Let’s be honest: the Oscars are boring. Who really wants to sit through a stuffy, four-hour awards show just to watch the climax where some movie that no one had even heard of until it got nominated win Best Picture? The opening monologue is sometimes funny, but after that it’s just a long stretch of rich jerks patting each other on the back for a job well done.
As ratings continue to drop, the Academy of Motion Picture Arts and Sciences (“The Academy”) recently announced a bold decision in an attempt to appeal to a broader audience — they are adding an Academy Award for “achievement in a popular movie.” Despite not actually detailing any of the criteria for how a winner would be picked, they are basically trying to throw the movie-going public a bone by saying they’ll throw an Oscar statue at whatever popular movie didn’t suck the most over the last 12 months.
Dubbed the “Popcorn Oscar,” this new category is an attempt to appease fans who (rightfully) felt like a movie such as The Dark Knight deserved more recognition, but was shunned by the Oscars because no movie featuring a comic book character could ever be truly taken seriously.
It remains to be seen whether the Popcorn Oscar will have any serious impact on helping the Academy Awards get some of their pop culture relevance back. But while we wait to find out, we started thinking about movies from that past that would have benefited from being eligible for this award. Our criteria for these hypothetical awards are as follows:
-The movie can’t have already won “real” Oscar awards, like Best Picture, Best Director, Best Screenplay, or any acting awards. That defeat the purpose
-Was the movie popular? Box office numbers are an easy way to judge this (we’re using gross domestic numbers from BoxOfficeMojo for our calculations).

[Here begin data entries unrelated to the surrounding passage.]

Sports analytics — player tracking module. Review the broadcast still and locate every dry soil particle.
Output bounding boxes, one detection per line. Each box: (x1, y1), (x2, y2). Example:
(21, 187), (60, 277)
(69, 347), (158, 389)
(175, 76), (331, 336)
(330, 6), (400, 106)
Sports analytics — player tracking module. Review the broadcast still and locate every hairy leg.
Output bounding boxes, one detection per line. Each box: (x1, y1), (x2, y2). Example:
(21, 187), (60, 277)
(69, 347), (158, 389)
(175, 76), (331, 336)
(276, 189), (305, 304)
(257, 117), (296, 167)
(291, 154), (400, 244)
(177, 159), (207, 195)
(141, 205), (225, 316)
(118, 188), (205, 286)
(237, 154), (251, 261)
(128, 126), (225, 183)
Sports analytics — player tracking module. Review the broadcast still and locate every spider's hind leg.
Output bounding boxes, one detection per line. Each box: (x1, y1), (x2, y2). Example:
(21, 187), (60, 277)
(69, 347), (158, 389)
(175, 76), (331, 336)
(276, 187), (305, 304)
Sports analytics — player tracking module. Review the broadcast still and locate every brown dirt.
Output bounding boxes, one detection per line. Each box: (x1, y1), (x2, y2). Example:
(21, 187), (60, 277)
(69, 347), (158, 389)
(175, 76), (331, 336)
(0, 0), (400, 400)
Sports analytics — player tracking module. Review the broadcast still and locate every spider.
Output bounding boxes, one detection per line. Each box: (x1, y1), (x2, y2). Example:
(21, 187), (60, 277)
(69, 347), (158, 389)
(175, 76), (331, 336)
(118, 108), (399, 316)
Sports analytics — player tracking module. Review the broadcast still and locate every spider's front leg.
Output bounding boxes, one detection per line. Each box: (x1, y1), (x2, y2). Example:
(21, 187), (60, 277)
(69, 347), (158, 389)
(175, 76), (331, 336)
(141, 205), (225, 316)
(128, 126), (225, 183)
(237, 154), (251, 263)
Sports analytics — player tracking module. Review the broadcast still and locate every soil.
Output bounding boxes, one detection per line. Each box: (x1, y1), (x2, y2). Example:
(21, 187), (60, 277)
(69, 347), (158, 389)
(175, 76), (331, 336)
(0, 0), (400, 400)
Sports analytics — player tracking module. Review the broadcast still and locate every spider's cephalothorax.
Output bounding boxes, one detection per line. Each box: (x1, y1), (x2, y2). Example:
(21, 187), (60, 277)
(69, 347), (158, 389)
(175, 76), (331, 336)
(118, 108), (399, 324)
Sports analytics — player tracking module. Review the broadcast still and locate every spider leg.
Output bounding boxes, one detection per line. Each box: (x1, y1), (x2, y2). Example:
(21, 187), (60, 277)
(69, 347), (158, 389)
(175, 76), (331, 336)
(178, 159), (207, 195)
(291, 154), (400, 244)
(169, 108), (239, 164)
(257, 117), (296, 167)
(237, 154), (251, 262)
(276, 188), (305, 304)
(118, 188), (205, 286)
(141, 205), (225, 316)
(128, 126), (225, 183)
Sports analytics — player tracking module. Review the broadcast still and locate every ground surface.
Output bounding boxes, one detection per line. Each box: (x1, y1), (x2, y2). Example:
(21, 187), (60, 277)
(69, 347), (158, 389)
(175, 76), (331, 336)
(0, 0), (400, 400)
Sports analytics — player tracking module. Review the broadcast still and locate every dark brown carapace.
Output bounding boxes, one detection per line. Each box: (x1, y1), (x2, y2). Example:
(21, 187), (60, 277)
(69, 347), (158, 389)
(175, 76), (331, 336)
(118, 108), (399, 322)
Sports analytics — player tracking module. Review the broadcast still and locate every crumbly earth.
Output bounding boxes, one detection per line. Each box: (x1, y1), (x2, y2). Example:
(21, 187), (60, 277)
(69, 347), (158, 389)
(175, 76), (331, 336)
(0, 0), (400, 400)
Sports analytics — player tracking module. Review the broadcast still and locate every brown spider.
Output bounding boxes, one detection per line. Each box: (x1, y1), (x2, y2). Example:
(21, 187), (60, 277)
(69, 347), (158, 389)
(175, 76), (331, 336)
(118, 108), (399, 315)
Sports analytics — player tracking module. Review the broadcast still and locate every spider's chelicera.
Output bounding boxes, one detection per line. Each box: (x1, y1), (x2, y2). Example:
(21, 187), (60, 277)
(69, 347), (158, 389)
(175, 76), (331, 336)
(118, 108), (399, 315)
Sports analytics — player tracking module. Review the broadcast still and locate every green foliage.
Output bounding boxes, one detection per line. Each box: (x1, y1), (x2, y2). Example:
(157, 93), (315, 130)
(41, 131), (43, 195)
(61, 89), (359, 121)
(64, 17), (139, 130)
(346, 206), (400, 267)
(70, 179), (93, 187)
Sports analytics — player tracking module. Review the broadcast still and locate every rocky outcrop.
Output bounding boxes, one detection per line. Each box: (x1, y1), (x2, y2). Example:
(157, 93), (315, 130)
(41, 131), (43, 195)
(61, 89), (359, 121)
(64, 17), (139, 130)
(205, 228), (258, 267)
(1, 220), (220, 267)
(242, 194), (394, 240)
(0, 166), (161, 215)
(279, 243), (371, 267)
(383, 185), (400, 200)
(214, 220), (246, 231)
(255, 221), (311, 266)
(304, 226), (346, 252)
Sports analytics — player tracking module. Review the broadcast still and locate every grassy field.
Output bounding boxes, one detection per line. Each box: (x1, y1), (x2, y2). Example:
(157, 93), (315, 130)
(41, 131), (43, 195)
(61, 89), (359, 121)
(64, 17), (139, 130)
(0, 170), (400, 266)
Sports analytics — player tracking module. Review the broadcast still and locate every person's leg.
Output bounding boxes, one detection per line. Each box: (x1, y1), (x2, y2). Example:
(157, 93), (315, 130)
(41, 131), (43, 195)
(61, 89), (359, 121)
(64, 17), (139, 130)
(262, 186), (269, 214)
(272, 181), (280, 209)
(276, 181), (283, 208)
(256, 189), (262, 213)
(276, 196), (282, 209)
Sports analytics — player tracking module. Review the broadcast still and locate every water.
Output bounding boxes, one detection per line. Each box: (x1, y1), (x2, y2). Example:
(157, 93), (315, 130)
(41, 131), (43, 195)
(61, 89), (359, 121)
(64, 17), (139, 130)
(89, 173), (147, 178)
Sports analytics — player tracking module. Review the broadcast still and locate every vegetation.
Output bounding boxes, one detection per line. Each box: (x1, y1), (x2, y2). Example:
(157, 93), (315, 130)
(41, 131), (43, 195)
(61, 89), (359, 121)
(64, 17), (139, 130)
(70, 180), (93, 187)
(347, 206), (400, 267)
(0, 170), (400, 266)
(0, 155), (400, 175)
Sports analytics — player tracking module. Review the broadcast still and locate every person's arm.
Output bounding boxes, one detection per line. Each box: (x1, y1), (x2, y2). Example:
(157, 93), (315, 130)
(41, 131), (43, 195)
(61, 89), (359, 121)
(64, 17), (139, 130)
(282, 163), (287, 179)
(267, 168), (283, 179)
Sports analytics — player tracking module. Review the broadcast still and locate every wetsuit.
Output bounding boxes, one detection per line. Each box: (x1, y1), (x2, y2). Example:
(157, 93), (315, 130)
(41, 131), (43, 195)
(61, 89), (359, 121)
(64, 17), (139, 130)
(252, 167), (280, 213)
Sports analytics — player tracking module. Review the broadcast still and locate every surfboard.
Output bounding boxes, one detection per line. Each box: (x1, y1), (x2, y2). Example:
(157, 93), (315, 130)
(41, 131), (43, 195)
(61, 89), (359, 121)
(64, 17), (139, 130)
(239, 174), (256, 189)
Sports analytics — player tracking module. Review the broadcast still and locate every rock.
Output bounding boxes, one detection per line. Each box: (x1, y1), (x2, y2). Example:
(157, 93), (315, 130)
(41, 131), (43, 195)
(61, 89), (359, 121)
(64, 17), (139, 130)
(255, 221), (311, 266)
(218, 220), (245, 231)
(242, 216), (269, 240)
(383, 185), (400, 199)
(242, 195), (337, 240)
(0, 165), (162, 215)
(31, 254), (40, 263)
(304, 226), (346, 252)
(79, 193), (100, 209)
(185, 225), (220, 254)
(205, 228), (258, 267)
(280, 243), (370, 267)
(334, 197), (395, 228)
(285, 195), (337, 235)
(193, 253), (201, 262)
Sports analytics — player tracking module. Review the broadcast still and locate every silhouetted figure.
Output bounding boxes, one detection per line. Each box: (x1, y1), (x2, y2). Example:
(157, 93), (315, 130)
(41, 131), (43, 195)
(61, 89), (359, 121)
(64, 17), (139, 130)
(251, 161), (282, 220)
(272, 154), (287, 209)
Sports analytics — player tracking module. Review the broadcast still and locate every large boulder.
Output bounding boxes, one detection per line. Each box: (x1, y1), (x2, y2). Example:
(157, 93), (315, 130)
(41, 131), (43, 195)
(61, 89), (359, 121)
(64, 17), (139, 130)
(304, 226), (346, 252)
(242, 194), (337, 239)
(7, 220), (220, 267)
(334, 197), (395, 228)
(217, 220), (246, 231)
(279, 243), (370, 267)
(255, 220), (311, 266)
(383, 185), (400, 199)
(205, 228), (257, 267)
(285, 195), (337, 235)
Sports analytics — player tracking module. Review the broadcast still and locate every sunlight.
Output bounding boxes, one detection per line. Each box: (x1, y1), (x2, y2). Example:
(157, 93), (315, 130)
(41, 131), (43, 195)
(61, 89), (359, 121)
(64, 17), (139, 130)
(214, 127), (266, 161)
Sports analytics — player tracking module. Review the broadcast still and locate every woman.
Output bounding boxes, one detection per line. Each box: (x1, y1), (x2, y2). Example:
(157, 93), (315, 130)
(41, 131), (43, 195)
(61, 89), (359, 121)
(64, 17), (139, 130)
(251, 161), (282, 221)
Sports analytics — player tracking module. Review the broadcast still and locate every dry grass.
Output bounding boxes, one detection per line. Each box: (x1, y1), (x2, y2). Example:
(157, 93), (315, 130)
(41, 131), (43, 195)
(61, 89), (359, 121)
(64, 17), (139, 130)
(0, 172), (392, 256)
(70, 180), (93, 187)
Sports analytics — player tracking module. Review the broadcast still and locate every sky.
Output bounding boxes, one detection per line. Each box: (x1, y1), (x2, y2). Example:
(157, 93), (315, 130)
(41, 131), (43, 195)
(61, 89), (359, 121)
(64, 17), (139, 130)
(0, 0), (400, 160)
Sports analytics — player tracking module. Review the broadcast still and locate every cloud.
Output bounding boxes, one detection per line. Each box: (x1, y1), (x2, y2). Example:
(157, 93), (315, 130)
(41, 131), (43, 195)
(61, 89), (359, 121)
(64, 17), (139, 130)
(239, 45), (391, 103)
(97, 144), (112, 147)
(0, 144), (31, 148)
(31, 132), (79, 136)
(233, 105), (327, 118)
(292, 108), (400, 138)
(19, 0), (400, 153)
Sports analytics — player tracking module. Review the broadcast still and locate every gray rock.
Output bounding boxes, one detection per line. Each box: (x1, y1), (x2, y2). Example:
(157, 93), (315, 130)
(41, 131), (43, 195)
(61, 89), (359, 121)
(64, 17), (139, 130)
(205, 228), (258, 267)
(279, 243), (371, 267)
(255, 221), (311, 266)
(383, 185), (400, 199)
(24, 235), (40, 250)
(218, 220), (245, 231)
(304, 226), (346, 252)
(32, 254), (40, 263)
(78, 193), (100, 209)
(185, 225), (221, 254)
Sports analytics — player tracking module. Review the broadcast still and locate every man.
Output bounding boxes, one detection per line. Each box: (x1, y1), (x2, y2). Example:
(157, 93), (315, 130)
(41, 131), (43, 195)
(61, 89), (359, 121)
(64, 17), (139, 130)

-Was the movie good? Aggregate ratings sites like Metacritic or Rotten Tomatoes will suffice here.
If the answer is yes to both, then a retroactive Popcorn Oscar is coming to these movies!
1990
We weren’t sure how far to go back, but 1990 seemed far enough. Some of the top box office draws that year actually did get Oscar attention, as both Ghost (No. 2 that year, with $217M) and Dances With Wolves (No. 3 with $184M) were nominated for a handful of Academy Awards, with the latter actually taking home seven golden statues that year. Even the fourth ranked Pretty Woman (No. 4 with $179M) picked up a Best Actress nod for Julia Roberts.
So which movies are left that qualify as both popular and good? We think the nominees would have been the now-classic Home Alone, Tom Cruise’s NASCAR adventure Days of Thunder, and the conclusion of one of the best sci-fi trilogies of all-time, Back to the Future III.
Much like the final Lord of the Rings film would eventually win a Best Picture award that was probably a result of the culmination of three epic fantasy films, we think Back to the Future III would have taken home the Popcorn Oscar back in 1990. It grossed $87 million at box office (good for 11th place on the year) and is universally loved for its Western-styled conclusion to Marty McFly and Doc Brown’s meddling adventures with time travel.